Rachel Trenaman

Personal information
- Full name: Rachel Catherine Trenaman
- Born: 18 April 2001 (age 25) Broken Hill, New South Wales, Australia
- Batting: Right-handed
- Bowling: Right-arm leg break
- Role: Batter

Domestic team information
- 2016/17–2021/22: New South Wales
- 2017/18–2020/21: Sydney Thunder
- 2021/22–present: Hobart Hurricanes
- 2022/23–present: Tasmania

Career statistics
| Competition | WLA | WT20 |
| Matches | 50 | 50 |
| Runs scored | 1802 | 500 |
| Batting average | 53.00 | 15.15 |
| 100s/50s | 3/12 | 0/0 |
| Top score | 139* | 38 |
| Balls bowled | 174 | 90 |
| Wickets | 5 | 4 |
| Bowling average | 41.80 | 31.25 |
| 5 wickets in innings | 0 | 0 |
| 10 wickets in match | 0 | – |
| Best bowling | 2/16 | 2/11 |
| Catches/stumpings | 24/– | 1/– |
- Source: CricketArchive, 2 March 2026

= Rachel Trenaman =

Australian cricketer (born 2001)

Rachel Catherine Trenaman (born 18 April 2001) is an Australian cricketer who plays as a right-handed batter and occasional right-arm leg break bowler. She plays for Tasmania in the Women's National Cricket League and the Hobart Hurricanes in the Women's Big Bash League.

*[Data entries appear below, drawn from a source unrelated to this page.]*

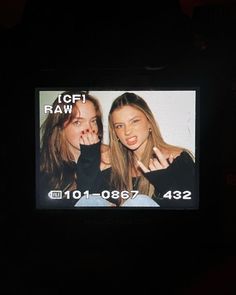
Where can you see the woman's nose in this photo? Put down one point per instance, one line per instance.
(128, 130)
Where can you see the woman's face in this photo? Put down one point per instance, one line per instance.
(132, 128)
(84, 121)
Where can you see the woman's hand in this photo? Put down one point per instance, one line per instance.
(158, 163)
(88, 137)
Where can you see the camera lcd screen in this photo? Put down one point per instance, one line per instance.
(113, 149)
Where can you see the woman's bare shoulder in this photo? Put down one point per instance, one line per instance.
(105, 148)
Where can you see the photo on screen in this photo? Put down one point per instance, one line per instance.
(113, 149)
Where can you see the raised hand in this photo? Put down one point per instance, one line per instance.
(158, 163)
(89, 137)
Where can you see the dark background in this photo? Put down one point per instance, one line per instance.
(176, 44)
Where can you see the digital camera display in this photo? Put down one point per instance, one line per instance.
(117, 148)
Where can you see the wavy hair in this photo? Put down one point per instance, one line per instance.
(123, 160)
(56, 159)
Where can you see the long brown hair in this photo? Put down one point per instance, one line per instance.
(123, 160)
(56, 159)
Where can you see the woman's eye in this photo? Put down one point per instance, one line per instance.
(76, 123)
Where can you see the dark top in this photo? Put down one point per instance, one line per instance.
(175, 186)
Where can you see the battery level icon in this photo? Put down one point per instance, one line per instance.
(55, 195)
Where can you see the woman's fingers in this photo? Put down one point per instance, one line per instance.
(161, 158)
(156, 163)
(143, 167)
(88, 137)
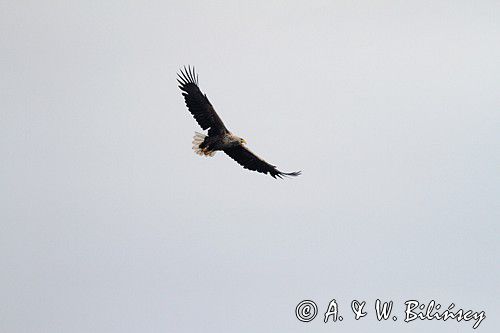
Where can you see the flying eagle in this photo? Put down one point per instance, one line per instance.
(219, 137)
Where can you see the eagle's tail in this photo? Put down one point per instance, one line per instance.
(198, 139)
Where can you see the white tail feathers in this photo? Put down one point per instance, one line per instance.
(198, 139)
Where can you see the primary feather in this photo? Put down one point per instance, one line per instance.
(219, 138)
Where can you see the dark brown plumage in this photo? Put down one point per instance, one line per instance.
(219, 137)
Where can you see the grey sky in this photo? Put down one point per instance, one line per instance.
(110, 223)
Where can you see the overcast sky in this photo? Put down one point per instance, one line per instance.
(110, 223)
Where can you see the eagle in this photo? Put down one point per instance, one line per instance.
(219, 137)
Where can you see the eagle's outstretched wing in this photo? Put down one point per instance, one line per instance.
(250, 161)
(198, 103)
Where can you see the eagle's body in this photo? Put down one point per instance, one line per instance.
(219, 138)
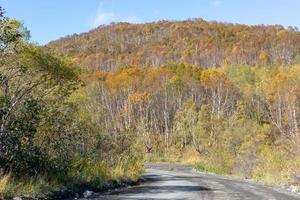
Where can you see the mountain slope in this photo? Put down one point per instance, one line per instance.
(196, 42)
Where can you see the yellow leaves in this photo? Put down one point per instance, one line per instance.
(264, 58)
(139, 98)
(213, 77)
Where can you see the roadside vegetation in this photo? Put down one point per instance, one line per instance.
(50, 139)
(65, 128)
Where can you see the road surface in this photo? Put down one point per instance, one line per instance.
(164, 182)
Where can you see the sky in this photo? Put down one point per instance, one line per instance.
(48, 20)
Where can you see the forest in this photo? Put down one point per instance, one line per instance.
(87, 110)
(196, 41)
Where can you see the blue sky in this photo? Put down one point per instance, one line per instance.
(51, 19)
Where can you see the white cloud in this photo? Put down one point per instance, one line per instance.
(107, 17)
(217, 3)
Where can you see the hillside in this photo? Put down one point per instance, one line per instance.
(197, 42)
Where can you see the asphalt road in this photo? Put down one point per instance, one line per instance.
(180, 182)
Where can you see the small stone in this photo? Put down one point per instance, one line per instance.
(293, 188)
(88, 194)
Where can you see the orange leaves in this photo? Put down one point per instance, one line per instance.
(213, 77)
(139, 97)
(264, 58)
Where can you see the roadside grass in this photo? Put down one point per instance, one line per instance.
(97, 177)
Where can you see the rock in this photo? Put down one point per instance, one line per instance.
(88, 194)
(293, 188)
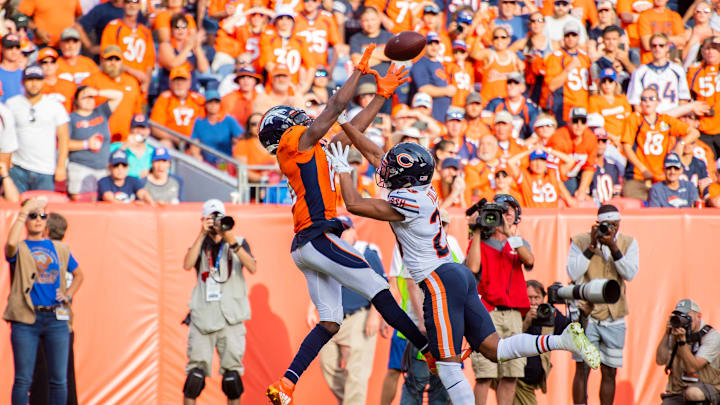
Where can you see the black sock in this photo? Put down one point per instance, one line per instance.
(398, 319)
(309, 349)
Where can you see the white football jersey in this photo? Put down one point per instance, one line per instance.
(670, 81)
(420, 236)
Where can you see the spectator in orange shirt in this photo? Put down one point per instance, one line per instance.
(111, 76)
(659, 19)
(136, 42)
(177, 108)
(239, 103)
(50, 18)
(72, 66)
(61, 90)
(183, 50)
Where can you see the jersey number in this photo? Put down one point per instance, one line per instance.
(441, 250)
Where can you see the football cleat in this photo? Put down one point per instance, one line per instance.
(280, 392)
(574, 339)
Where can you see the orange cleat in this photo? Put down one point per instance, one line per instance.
(280, 392)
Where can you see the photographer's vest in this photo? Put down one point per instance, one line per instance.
(601, 268)
(679, 379)
(20, 307)
(233, 306)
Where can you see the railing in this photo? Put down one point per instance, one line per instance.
(240, 184)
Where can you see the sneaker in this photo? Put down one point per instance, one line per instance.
(280, 392)
(574, 339)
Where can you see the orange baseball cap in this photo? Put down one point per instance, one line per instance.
(47, 52)
(179, 72)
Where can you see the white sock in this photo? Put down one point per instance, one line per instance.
(524, 345)
(455, 383)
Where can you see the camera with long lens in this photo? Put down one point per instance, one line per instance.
(598, 291)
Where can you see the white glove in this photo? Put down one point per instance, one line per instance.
(338, 158)
(342, 118)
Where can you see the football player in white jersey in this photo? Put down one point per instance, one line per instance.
(451, 306)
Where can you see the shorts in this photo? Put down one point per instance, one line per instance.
(83, 179)
(452, 309)
(507, 323)
(329, 263)
(609, 338)
(397, 348)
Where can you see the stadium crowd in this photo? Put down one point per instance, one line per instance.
(558, 103)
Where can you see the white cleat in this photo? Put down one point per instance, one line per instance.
(574, 339)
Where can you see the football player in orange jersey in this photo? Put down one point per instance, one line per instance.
(319, 29)
(177, 108)
(646, 141)
(568, 76)
(327, 261)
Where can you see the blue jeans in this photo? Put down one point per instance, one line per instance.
(419, 379)
(26, 180)
(24, 339)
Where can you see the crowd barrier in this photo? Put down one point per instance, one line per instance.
(131, 347)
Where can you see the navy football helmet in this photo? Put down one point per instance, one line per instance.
(407, 164)
(276, 121)
(509, 200)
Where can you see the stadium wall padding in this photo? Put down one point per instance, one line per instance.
(131, 347)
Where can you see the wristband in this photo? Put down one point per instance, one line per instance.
(515, 242)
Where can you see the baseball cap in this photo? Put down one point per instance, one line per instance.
(455, 114)
(503, 116)
(571, 27)
(538, 154)
(10, 40)
(608, 73)
(112, 50)
(160, 154)
(70, 33)
(117, 157)
(47, 52)
(578, 112)
(672, 160)
(451, 162)
(686, 305)
(212, 206)
(139, 120)
(459, 44)
(346, 221)
(432, 36)
(422, 100)
(473, 97)
(33, 72)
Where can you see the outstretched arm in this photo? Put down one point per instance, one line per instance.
(335, 105)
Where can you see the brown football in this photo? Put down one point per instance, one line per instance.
(405, 46)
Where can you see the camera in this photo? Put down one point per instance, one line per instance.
(598, 291)
(680, 320)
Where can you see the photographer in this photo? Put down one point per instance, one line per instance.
(219, 303)
(603, 253)
(689, 350)
(497, 255)
(541, 319)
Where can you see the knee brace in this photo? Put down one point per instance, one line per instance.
(232, 384)
(194, 383)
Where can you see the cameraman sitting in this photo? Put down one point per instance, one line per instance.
(497, 254)
(689, 349)
(218, 305)
(603, 253)
(541, 319)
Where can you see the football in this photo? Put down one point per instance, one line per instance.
(405, 46)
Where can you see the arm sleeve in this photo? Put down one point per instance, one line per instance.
(629, 264)
(577, 263)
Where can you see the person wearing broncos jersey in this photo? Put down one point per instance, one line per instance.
(451, 305)
(327, 261)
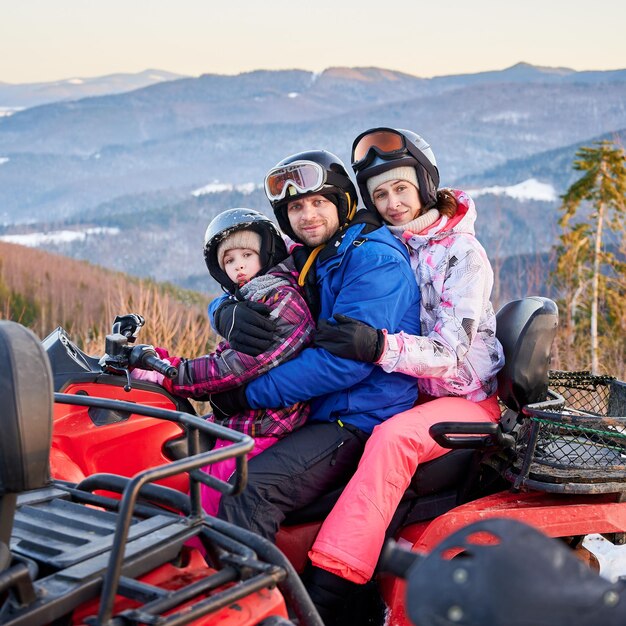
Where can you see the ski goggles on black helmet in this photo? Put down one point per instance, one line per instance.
(386, 143)
(302, 176)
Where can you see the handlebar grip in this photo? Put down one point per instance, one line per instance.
(159, 365)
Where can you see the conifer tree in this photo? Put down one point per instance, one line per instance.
(590, 266)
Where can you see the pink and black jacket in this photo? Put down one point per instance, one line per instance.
(226, 369)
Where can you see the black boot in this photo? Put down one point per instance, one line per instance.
(330, 593)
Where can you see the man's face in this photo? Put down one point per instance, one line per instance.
(314, 219)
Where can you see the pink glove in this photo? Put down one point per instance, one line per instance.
(149, 375)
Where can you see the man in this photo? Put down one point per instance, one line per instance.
(351, 267)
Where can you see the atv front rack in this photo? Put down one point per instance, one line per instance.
(76, 549)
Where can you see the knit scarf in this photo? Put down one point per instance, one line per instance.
(417, 225)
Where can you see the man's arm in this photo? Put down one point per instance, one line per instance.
(227, 368)
(378, 289)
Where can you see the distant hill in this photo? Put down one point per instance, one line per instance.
(137, 176)
(59, 160)
(26, 95)
(43, 290)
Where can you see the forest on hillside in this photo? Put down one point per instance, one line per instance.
(42, 290)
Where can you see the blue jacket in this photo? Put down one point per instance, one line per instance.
(368, 278)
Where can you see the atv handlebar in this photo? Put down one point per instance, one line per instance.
(145, 357)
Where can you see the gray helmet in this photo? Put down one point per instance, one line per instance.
(379, 150)
(273, 249)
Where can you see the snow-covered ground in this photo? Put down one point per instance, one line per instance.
(530, 189)
(612, 558)
(34, 240)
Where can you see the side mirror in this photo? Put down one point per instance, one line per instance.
(26, 401)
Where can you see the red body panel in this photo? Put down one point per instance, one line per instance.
(245, 612)
(124, 448)
(555, 515)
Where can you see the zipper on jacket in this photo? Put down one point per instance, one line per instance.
(333, 458)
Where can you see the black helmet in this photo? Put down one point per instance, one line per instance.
(273, 249)
(304, 173)
(379, 150)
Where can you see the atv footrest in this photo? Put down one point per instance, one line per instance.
(60, 533)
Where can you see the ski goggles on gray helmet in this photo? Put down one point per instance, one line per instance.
(374, 148)
(386, 143)
(299, 178)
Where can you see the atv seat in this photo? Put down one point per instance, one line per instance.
(526, 329)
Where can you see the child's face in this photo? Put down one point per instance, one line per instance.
(241, 264)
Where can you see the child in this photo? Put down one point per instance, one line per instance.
(245, 253)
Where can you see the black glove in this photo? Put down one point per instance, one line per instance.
(245, 325)
(227, 403)
(350, 339)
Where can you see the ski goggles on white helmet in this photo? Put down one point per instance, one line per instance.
(386, 143)
(298, 178)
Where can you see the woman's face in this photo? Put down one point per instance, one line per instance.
(397, 201)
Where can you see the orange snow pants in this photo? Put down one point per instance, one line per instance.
(352, 536)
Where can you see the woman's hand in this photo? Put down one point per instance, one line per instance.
(350, 339)
(246, 326)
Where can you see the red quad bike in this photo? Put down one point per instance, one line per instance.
(556, 461)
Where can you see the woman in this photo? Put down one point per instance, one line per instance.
(455, 360)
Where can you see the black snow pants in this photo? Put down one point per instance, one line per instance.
(294, 472)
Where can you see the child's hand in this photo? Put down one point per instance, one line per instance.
(149, 375)
(246, 326)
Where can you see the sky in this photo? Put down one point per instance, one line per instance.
(45, 40)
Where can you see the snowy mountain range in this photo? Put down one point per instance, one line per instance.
(156, 162)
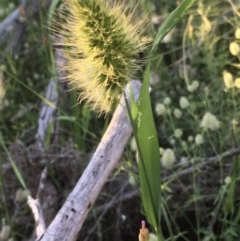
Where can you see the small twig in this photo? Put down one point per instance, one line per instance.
(38, 216)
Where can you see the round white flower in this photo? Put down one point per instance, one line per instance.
(227, 180)
(192, 87)
(178, 133)
(210, 121)
(177, 113)
(183, 102)
(168, 158)
(160, 109)
(234, 48)
(228, 79)
(199, 139)
(237, 33)
(167, 101)
(133, 144)
(237, 82)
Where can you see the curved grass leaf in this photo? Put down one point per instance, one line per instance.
(146, 134)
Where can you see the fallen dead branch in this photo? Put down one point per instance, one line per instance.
(73, 213)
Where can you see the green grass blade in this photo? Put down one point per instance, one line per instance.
(146, 134)
(149, 165)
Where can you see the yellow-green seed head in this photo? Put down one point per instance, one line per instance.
(103, 43)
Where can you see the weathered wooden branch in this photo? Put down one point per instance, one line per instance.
(73, 213)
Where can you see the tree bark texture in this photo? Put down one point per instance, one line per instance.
(70, 218)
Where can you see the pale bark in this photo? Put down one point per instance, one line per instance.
(70, 218)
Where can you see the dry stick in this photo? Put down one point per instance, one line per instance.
(73, 213)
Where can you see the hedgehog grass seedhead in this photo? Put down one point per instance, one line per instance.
(104, 42)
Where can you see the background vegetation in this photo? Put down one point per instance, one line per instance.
(195, 95)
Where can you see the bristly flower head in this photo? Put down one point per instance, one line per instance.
(104, 42)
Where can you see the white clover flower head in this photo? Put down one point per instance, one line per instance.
(177, 113)
(5, 232)
(153, 237)
(168, 158)
(133, 144)
(154, 78)
(2, 12)
(192, 87)
(237, 33)
(184, 103)
(228, 79)
(199, 139)
(234, 48)
(237, 83)
(172, 141)
(167, 101)
(210, 121)
(227, 180)
(178, 133)
(184, 161)
(160, 109)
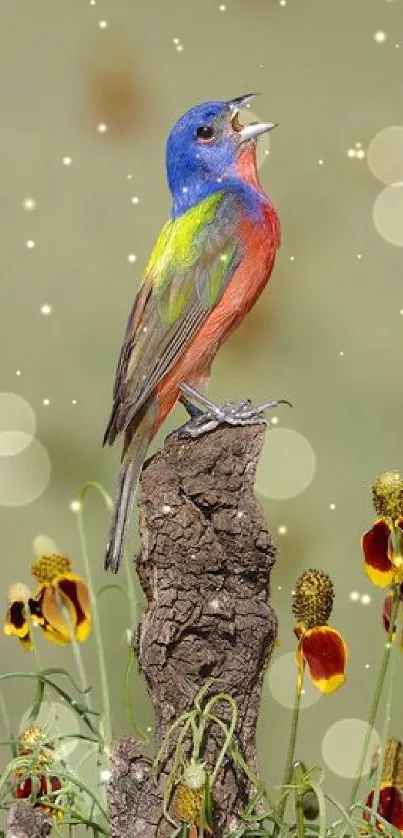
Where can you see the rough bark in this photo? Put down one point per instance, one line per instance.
(24, 821)
(204, 567)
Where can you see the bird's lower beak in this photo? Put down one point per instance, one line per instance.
(247, 132)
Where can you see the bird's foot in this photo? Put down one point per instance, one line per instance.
(202, 422)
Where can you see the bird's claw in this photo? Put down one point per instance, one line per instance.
(230, 413)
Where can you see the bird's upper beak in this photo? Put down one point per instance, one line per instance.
(248, 132)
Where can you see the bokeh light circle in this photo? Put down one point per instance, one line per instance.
(246, 116)
(281, 681)
(388, 214)
(287, 464)
(16, 414)
(56, 719)
(385, 154)
(25, 475)
(342, 747)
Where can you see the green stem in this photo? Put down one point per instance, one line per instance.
(7, 723)
(379, 684)
(299, 806)
(131, 590)
(76, 652)
(389, 702)
(103, 675)
(288, 770)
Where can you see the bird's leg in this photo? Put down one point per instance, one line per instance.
(192, 410)
(202, 422)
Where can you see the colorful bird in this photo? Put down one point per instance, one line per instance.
(210, 264)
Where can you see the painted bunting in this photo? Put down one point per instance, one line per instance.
(210, 264)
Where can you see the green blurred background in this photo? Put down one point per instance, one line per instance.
(88, 93)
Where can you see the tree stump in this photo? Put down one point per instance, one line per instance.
(205, 568)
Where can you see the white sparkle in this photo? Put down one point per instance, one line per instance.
(29, 203)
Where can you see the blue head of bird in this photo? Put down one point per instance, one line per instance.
(205, 146)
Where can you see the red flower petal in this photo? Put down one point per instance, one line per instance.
(325, 653)
(375, 544)
(390, 806)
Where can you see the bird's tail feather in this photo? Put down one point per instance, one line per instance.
(124, 498)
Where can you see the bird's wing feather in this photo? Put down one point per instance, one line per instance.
(194, 259)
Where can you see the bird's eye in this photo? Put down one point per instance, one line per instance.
(205, 133)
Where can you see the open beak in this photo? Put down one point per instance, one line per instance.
(247, 132)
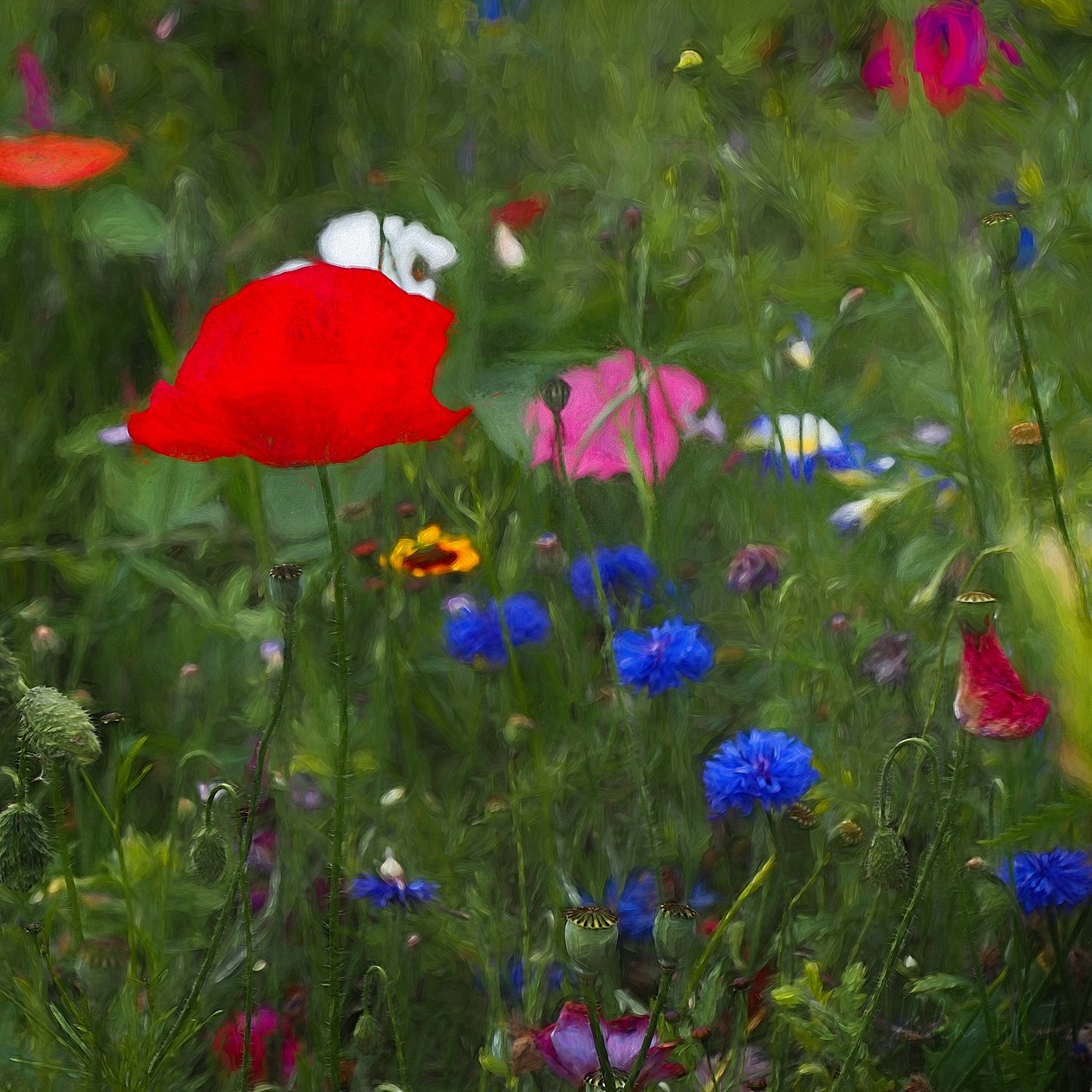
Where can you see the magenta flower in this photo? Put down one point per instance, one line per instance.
(569, 1050)
(605, 408)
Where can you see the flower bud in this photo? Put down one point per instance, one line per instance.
(101, 965)
(208, 855)
(286, 588)
(886, 864)
(25, 848)
(1002, 233)
(673, 932)
(591, 937)
(55, 727)
(555, 394)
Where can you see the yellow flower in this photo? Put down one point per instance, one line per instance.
(432, 554)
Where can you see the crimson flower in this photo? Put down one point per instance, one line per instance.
(569, 1049)
(318, 365)
(991, 700)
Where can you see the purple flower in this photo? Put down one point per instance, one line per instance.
(771, 769)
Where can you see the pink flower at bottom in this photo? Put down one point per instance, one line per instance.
(569, 1049)
(605, 407)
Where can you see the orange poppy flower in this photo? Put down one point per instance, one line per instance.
(55, 160)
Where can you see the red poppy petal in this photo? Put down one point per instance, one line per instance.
(318, 365)
(54, 160)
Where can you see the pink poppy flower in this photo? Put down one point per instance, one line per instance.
(569, 1050)
(605, 407)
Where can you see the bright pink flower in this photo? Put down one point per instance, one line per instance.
(605, 407)
(569, 1049)
(991, 700)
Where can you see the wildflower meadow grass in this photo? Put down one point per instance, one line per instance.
(546, 545)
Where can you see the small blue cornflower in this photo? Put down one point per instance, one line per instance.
(390, 886)
(660, 659)
(1059, 879)
(771, 769)
(473, 631)
(627, 572)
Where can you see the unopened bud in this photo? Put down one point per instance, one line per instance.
(25, 848)
(286, 588)
(55, 727)
(555, 394)
(591, 937)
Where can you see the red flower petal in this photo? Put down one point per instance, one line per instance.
(54, 160)
(319, 365)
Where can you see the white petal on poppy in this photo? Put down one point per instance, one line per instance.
(116, 436)
(507, 248)
(352, 242)
(293, 263)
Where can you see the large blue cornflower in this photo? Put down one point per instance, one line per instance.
(1059, 879)
(475, 631)
(381, 891)
(660, 659)
(627, 572)
(771, 769)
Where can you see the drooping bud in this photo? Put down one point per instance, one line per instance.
(55, 727)
(286, 588)
(208, 855)
(1002, 233)
(886, 864)
(673, 932)
(25, 848)
(591, 938)
(101, 966)
(555, 394)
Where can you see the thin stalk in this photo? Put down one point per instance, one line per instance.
(341, 763)
(894, 945)
(592, 1004)
(1052, 476)
(658, 1009)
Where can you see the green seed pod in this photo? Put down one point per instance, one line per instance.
(286, 588)
(208, 855)
(55, 727)
(101, 966)
(1002, 233)
(591, 938)
(886, 864)
(673, 932)
(25, 848)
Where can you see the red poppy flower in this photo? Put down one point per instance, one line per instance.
(318, 365)
(991, 700)
(55, 160)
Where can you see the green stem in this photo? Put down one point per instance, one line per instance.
(756, 881)
(894, 945)
(658, 1009)
(1052, 476)
(341, 764)
(62, 844)
(591, 1003)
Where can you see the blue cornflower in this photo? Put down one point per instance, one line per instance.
(660, 659)
(771, 769)
(475, 631)
(1062, 878)
(627, 572)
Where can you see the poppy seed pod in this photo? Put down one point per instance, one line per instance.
(673, 932)
(25, 848)
(886, 864)
(555, 394)
(1002, 233)
(208, 855)
(591, 938)
(55, 727)
(286, 588)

She made her New South Wales debut as a 15-year-old in late 2016 and was added to the Sydney Thunder squad for WBBL|03. In early 2018, aged 16, she was appointed captain of Australia's 50-over side for an under-19 tour of South Africa, during which she made scores of 122 and 91, and took three wickets.

In November 2018, she was named in Sydney Thunder's squad for the 2018–19 Women's Big Bash League season. In April 2019, Cricket Australia awarded her with a contract with the National Performance Squad ahead of the 2019–20 season. She joined Tasmania ahead of the 2022–23 Women's National Cricket League season.